In un istituto superiore di Treviso si è inaugurata l’aula di mediazione, un luogo in altri termini dove i conflitti scaturiti dentro la scuola vengono dibattuti e chiariti, esaminati e discussi per trovare infine un punto di mediazione condiviso e accettato da tutti, senza punizioni e senza ricorrere a metodi repressivi come quelli indicati dal ministro che vorrebbe sanzioni e lavori socialmente utili per chi sgarra.
La notizia è riportata dal Fatto Quotidiano che sottolinea come questo nuovo esperimento sia simili a “un vero e proprio mini tribunale composto da professori e studenti per risolvere le controversie interne”.
In questa scuola l’obiettivo è quello di impiantare un dialogo e un confronto, una riflessione seria, coinvolgendo sia la persona offesa sia chi l’ha compiuta. Insomma, non si tratta di giudicare un fatto, ma di dare parola alle parti in conflitto, in uno spazio riservato, dove ciascuno ha la libertà di esprimere le proprie ragioni.
Dunque, quando ci sarà un litigio, una controversia, un atto di bullismo tra ragazzi o tra alunni e docenti, in maniera volontaria, i soggetti coinvolti potranno usufruire della mediazione, non già dunque di un giudice, ma elaborata da studenti che sono stati a lungo formati per rivestire questo ruolo.
Il mediatore dovrebbe allora parlare poco ma molto ascoltare ed essere il suo un ascolto competente, cioè empatico e soprattutto non giudica, non prende posizione a favore di una delle parti. Non ha schemi di riferimento prefissati per condurre la mediazione.
“Vogliamo dare”, spiega la dirigente al Fatto, “una dimensione diversa al riparare il male facendo altro male; ad esempio somministrando una sanzione se non hai rispettato il regolamento. Vogliamo restituire la dignità alla persona offesa ma anche stimolare l’empatia di chi ha compiuto qualcosa che non va. Non obblighiamo gli studenti ma è un principio di volontarietà”.
A fare da mediatori sono dieci studenti di terza, quarta e quinta che con venti docenti hanno seguito un corso proposto dall’associazione “La Voce”.
“La mediazione viene fatta in diverse fasi e step con più incontri tra lo studente offeso e chi ha compiuto il danno”.
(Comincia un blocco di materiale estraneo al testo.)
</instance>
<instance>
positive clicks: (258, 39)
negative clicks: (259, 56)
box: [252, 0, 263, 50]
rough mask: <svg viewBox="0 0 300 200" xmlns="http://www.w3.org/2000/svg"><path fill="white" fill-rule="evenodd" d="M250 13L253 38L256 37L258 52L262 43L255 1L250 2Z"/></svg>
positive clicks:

“Per formarsi, il mediatore”, sottolinea Maria Martello, esperta di mediazione legale”, deve innanzitutto studiare, studiare e poi studiare… se stesso. La formazione parte prima di tutto da se stessi e dal senso che al conflitto si attribuisce. Occorre alfabetizzarsi alla relazione con se stessi prima che con gli altri e conoscere il proprio livello di intelligenza delle emozioni. Imparare a fare i conti con le proprie zone d’ombra e di luce. Con le proprie emozioni positive e negative”.
In ogni caso per la scuola di Treviso, si tratta di un modello che potrebbe servire anche a governare i conflitti tra professori o con la stessa preside: “Perché no? Non escludo – dice la preside -di utilizzarlo anche per noi adulti magari con un docente come mediatore al posto di un ragazzo”.